Optionen-Optionsscheine

Von: , Frage gestellt am Sa, 28. Dez 2002

Hallo,
nun beschaeftige ich mich schon seit einiger Zeit mit Aktien, und ,nach positiven Erfahrungen, möchte ich mich auch mal mit Optionen versuchen.
Ich habe inzwischen einiges gelesen, bin mir aber immer noch nicht sicher, was gernau der Unterschied zwischen "Optionsscheinen" und "Optionen" ist. Ich habe das Gefuehl, dass das Eine manchmal als Oberbegriff fuer das Andere verwendet wird.
Kann mich jemand aufklaeren? :-)

Gruss Tilo

14 Antworten zu dieser Frage

  1. Antwort von nach 39 Minuten 0 hilfreich
    Re: Optionen-Optionsscheine

    Hi Tilo,

    Optionen sind das verbriefte Anrecht auf Kauf (Call) oder Verkauf (Put) von bestimmten Aktien zu einem bestimmten Bezugspreis. Das Recht kann ZU einem Termin (Deutschland) ausführbar sein, oder BIS zu einem bestimmten Termin (USA).

    Also du zahlt z.B. 1 Euro pro Aktie für das Recht, diese für z.B. 40 Euro zu beziehen. Dabei wäre der Aktienpreis z.B. 30 Euro. Steigt die Aktie nun auf 45 Euro, hast du 400% Gewinn gemacht (Bankkosten und Opportunitäts.Zinsen mal außen vor). Ist die Aktie weniger als der Bezugspreis (hier 40 Euro) wert, ist die Option nichts wert.

    Das ganze geht auch andersherum: Das Recht, die Aktie für z.B. 20 Euro zu VERkaufen. Dabei mussst du die Aktie i.d.R. in der entsprechenden Anzahl auch vorhalten, jedenfalls als Privatperson.

    Ein Optionsschein meint i.d.R. die Option aus einer Wandelanleihe: Eine Kombination aus verzinster Anleihe, die zu einem festen Bezugspreis in Aktien desjenigen Unternehmens wandelbar ist.
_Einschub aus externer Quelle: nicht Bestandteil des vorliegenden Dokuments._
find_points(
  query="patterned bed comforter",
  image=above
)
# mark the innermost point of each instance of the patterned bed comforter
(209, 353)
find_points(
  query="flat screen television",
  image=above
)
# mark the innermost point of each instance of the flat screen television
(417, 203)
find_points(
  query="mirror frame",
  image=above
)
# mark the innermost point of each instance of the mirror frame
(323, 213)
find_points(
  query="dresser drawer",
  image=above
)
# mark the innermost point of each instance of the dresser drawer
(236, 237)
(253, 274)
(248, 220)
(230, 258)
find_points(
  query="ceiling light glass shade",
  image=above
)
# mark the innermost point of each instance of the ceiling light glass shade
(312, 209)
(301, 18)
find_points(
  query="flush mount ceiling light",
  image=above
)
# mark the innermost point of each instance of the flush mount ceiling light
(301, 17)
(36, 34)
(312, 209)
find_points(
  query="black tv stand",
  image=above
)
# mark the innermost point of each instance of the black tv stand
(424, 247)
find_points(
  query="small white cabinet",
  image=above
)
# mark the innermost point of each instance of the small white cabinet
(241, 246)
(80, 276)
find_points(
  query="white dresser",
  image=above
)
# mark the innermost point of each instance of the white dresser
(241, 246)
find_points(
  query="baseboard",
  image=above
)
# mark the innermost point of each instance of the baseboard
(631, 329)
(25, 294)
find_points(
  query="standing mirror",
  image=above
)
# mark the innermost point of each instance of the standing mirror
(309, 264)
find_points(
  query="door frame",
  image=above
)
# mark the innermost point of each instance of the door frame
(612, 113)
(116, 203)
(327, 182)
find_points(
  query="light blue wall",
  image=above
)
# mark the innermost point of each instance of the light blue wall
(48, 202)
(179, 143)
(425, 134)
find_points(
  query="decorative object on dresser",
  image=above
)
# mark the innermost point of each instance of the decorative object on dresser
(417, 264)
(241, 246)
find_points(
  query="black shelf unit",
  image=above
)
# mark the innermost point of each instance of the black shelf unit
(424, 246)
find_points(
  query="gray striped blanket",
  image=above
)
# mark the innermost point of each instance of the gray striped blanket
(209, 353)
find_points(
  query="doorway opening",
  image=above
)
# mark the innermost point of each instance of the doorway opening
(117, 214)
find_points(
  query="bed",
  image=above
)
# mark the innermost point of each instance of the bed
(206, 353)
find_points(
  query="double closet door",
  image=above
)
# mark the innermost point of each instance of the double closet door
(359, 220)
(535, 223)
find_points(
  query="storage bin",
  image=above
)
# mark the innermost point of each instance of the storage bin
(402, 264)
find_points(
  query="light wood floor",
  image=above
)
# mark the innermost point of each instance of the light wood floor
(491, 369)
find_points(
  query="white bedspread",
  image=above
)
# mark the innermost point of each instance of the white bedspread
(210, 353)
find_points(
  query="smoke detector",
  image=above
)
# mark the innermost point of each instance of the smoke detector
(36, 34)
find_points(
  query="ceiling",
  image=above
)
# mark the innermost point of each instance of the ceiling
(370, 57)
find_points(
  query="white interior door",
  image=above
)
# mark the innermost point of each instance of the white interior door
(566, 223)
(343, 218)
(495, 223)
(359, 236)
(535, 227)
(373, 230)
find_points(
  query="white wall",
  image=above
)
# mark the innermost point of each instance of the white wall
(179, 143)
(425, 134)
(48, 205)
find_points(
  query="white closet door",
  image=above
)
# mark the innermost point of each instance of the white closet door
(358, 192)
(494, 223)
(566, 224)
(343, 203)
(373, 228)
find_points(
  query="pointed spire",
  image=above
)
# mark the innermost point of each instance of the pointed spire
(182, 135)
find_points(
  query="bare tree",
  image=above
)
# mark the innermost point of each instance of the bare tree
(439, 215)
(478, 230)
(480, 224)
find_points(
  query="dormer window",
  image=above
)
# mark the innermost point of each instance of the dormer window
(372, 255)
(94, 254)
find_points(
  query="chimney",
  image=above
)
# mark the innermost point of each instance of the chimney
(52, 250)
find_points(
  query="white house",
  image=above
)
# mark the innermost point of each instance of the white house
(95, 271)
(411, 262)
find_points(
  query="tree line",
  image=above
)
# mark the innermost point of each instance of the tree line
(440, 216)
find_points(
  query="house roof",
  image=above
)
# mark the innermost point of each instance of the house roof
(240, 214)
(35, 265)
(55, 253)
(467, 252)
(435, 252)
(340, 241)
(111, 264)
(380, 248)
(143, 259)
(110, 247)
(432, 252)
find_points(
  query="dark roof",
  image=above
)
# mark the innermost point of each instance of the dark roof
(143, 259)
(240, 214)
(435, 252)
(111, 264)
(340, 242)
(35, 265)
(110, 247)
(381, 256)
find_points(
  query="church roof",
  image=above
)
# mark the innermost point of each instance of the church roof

Diese beiden Teile werden auch oft getrennt gehandelt. In diesem Fall ist es also immer ein Call.

    Soweit mein Halbwissen ;-)

    Alles Gute wünscht
    ...Michael

    • Antwort von nach einer Stunde 0 hilfreich
      Re^2: Optionen-Optionsscheine

      Mensch, die Antwort kam ja schnell!
      Muss man dann unterscheiden zwischen den Börsenkursen der Anleihe mit Optionsschein, der Anleihe ohne Optionsschein und dem Optionsschein selber, der dann einer normalen Option entspricht, oder ?

      Gruss Tilo

      • Antwort von nach 2 Stunden 1 hilfreich
        Re^3: Optionen-Optionsscheine

        Mensch, die Antwort kam ja schnell!
        Muss man dann unterscheiden zwischen den Börsenkursen der
        Anleihe mit Optionsschein, der Anleihe ohne Optionsschein und
        dem Optionsschein selber, der dann einer normalen Option
        entspricht, oder ?
        Ja, muß man, weil es sich dabei um völlig unterschiedliche Dinge handelt.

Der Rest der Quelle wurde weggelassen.